WordPress MU

Here's a strange one. I'm using WPMU 1.2.5a still. Yes, I know.

I was pretty sure that I'd blocked off user registration and if I go into the Edit page of my main WPMU domain blog, the "Users can register" field is empty. If I try to change it, WPMU informs me that that field has a value of 0, so it sounds to me like users cannot register.

Wrong. Today, an IP that has never been to my site before hit me 10 times with urls like this:

http://johndoe.my-wpmu-domain.com/wp-activate.php?key=cxasdljldf2334d4

Where 'johndoe' and the key value were different every time.

In each case, a user and blog were created in one shot.

After making sure I had logs of everything, I banned the IP, deleted the users, blogs, wp-activate.php and wp-signup.php (I don't need them anyway, for now).

Now, I can imagine the guy/bot having used a different IP to discover my WPMU install, but what's required to generate working keys out of the box like that?

Is it as simple as going into the WPMU code and finding the key generating algorithm? I can't believe that because then I could do what he did here above but use the same key for any WPMU install I decided to hack, and it would work in each case. Massive security hole.

Thoughts?

Jacob

If you're running an earlier version, the first thing to do is upgrade (preferably to the latest version in trac). If that doesn't correct the issue, then submit a ticket to trac.

If you're blocking registrations all together, just remove the signup and activate files as a temporary fix.

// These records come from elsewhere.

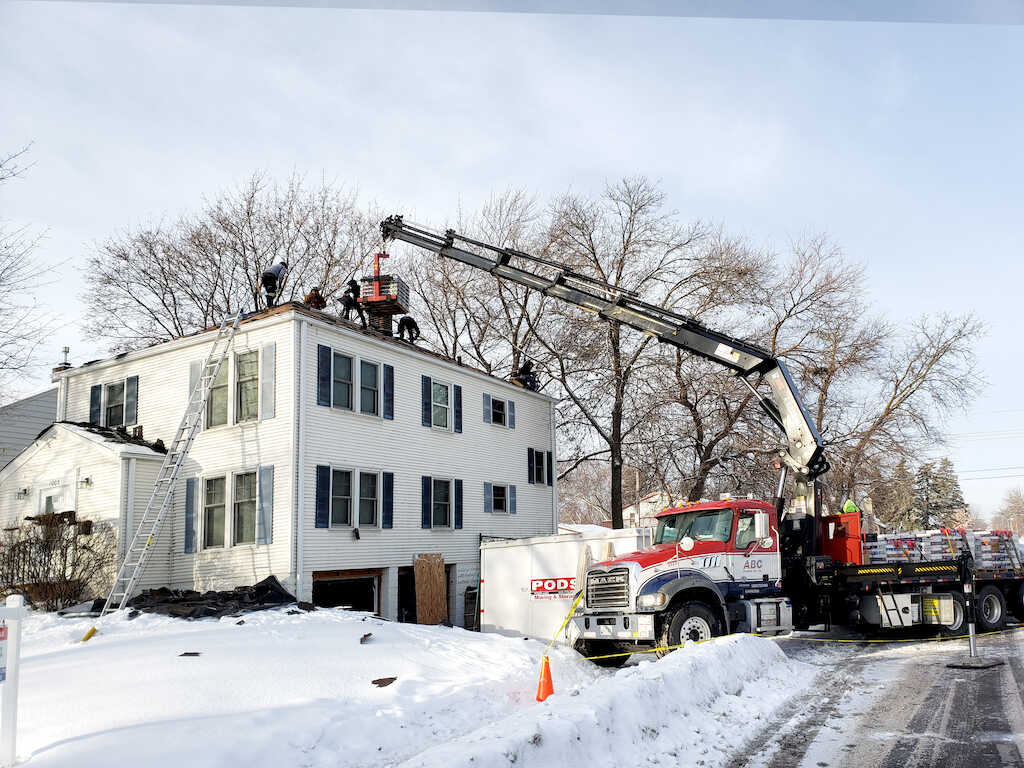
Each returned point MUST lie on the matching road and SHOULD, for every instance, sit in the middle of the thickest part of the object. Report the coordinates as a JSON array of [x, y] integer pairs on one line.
[[897, 706]]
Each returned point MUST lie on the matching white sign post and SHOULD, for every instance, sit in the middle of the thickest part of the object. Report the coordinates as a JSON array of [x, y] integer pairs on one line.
[[10, 641]]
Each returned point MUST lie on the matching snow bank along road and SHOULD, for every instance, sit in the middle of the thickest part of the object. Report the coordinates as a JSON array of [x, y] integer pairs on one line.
[[899, 707], [282, 690]]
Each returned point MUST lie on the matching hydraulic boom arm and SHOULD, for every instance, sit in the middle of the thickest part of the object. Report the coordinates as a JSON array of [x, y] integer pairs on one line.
[[805, 454]]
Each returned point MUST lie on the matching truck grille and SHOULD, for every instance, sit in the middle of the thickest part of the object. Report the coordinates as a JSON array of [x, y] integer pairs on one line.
[[608, 590]]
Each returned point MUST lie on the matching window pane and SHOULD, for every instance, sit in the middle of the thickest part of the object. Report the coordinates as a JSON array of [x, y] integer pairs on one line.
[[341, 498], [245, 508], [368, 387], [247, 402], [368, 499], [498, 412], [342, 381], [116, 404], [213, 513]]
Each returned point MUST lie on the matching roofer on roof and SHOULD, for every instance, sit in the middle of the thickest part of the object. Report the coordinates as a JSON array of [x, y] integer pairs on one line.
[[273, 282]]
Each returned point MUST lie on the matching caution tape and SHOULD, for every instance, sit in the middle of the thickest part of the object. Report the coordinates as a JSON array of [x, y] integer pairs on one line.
[[803, 639]]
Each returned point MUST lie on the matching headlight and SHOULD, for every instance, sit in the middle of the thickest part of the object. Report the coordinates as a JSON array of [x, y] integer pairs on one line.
[[652, 601]]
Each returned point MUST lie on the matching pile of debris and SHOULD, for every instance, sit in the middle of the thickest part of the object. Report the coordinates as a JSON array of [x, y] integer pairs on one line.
[[192, 604]]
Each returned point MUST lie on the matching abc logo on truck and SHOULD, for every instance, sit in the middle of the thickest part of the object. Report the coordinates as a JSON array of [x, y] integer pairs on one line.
[[550, 588]]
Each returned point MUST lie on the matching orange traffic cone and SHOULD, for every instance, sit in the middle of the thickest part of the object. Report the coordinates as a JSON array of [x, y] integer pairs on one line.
[[545, 687]]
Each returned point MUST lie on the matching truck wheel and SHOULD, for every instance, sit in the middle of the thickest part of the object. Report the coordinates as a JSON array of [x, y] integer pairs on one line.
[[958, 627], [690, 623], [991, 608], [600, 649]]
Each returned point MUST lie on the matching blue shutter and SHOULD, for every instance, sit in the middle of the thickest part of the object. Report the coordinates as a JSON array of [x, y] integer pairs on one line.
[[189, 515], [425, 390], [323, 375], [323, 516], [267, 366], [425, 502], [131, 400], [95, 404], [264, 506], [388, 393], [387, 485], [458, 408]]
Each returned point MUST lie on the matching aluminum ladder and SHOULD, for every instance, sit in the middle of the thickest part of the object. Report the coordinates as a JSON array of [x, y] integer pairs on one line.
[[140, 548]]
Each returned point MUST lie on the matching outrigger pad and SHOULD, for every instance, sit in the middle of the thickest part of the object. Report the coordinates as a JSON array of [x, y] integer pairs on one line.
[[977, 663]]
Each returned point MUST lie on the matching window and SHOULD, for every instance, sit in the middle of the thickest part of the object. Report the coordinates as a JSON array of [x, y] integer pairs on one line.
[[216, 409], [498, 412], [247, 386], [441, 516], [341, 498], [245, 508], [115, 403], [368, 498], [439, 406], [213, 513], [500, 498], [341, 379], [538, 467], [369, 388]]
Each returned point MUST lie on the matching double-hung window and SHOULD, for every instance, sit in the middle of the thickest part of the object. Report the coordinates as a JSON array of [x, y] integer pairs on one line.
[[245, 508], [115, 398], [500, 498], [213, 512], [369, 388], [341, 382], [441, 514], [440, 406], [216, 409], [341, 497], [247, 386], [369, 496]]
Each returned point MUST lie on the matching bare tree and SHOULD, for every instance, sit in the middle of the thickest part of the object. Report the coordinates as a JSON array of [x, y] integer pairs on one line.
[[165, 281], [24, 324]]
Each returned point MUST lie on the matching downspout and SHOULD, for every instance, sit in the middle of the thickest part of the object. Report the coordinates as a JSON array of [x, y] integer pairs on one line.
[[300, 458], [554, 472]]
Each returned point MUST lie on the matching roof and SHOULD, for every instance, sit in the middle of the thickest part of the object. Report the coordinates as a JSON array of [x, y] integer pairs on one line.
[[327, 317]]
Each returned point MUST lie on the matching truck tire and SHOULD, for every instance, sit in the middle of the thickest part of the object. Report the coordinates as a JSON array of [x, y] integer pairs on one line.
[[991, 608], [598, 649], [958, 627], [691, 622]]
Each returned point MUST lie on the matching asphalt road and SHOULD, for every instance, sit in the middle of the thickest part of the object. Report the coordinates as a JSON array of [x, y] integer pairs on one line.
[[897, 706]]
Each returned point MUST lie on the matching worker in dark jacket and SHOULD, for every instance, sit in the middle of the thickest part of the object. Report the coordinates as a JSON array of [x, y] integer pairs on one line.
[[273, 282]]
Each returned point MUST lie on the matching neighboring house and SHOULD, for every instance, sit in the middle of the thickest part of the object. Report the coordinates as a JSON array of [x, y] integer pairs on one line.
[[330, 457], [22, 421], [641, 513]]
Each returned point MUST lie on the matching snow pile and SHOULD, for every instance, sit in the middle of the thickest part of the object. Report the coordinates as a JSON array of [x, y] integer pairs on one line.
[[696, 708], [283, 689]]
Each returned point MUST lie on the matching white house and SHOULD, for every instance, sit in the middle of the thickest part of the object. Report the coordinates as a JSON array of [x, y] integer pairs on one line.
[[331, 457], [22, 421]]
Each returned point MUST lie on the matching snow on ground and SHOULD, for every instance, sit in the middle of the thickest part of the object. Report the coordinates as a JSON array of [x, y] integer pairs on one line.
[[295, 690]]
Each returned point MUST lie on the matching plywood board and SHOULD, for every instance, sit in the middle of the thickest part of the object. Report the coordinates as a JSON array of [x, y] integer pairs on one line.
[[431, 589]]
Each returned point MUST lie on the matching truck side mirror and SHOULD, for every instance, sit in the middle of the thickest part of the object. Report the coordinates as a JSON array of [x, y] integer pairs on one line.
[[761, 525]]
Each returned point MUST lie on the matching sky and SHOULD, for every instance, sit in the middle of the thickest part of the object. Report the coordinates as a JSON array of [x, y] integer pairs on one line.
[[900, 140]]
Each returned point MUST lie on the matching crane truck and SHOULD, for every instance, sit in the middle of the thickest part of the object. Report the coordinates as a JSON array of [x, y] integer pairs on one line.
[[739, 564]]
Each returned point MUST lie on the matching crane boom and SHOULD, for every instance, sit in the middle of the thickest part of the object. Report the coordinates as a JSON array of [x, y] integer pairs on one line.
[[805, 453]]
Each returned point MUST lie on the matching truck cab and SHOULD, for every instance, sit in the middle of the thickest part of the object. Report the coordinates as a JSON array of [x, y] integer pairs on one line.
[[714, 567]]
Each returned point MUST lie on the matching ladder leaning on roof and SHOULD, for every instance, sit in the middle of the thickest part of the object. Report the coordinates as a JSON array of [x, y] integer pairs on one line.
[[140, 548]]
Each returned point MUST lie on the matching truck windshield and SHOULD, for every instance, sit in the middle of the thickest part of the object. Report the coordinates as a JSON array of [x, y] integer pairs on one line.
[[700, 525]]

Thanks for the quick response, lunabyte.

Would you happen to know if I could recycle some of his keys to test the upgrade? I would think they'd be one-time keys, but none of those 10 spam users existed before he went straight to the wp-activate urls so I don't know where the keys came from.

You can always try, but the question is, where did those keys come from?

They had to register first to get a key.

Which means that, most likely, they just posted straight to your signup form, and bypassed the main signup page.

Which, with 1.2.5, was an issue. It's been corrected in the latest version available from trac though.

Just browse the trunk, and look for the download link at the bottom of the page.

[Junk removed - Mark]

@mod

The post above is bogus.

Is this what you mean:
main signup page = wp-signup.php
signup form = wp-activate.php

I wouldn't think so, but that's what it sounds like.

According to my logs, each of the 10 user and blog pairs was created at exactly the same time yesterday, the time of their corresponding hits to wp-activate.php, whereas there was only 1 hit to wp-signup.php the whole day and it was hours after the attack.

I've grabbed the 1.3 release, I'm not willing to stick a nightly into my production environment.

If you want the problem "corrected", you'll need the version from Trac. It was something corrected after 1.3 was released. Trac also has some additional fixes which I'm sure you'll find useful as well.

In all honesty, trunk is better/more stable than what's on the download page above.

Ah. Well then I'll test the nightly as you recommend.

Thanks lunabyte

I won't disagree that there are times that using the latest revision from trac isn't a good idea for a live site, but right now it's pretty stable. Not that I'm sure there isn't something that isn't goofy, but far less than what's on the download page.

Agreed.

Donncha released 1.3.2 as I was playing around with the nightly, so I've just upgraded to that. I then turned off registration and I can confirm when I check wp-signup.php. However, wp-activate.php still allows someone to input a key if they can get it.

The real test would be to make a php script that would post to wp-signup.php and see if an account is created, thats seems to be the issue you had. It should not be a big deal that an activation key can be entered because none would work because none are generated in wp-signup.php doesn't create blogs.

Why doesn't someone open up a trac ticket then with some details?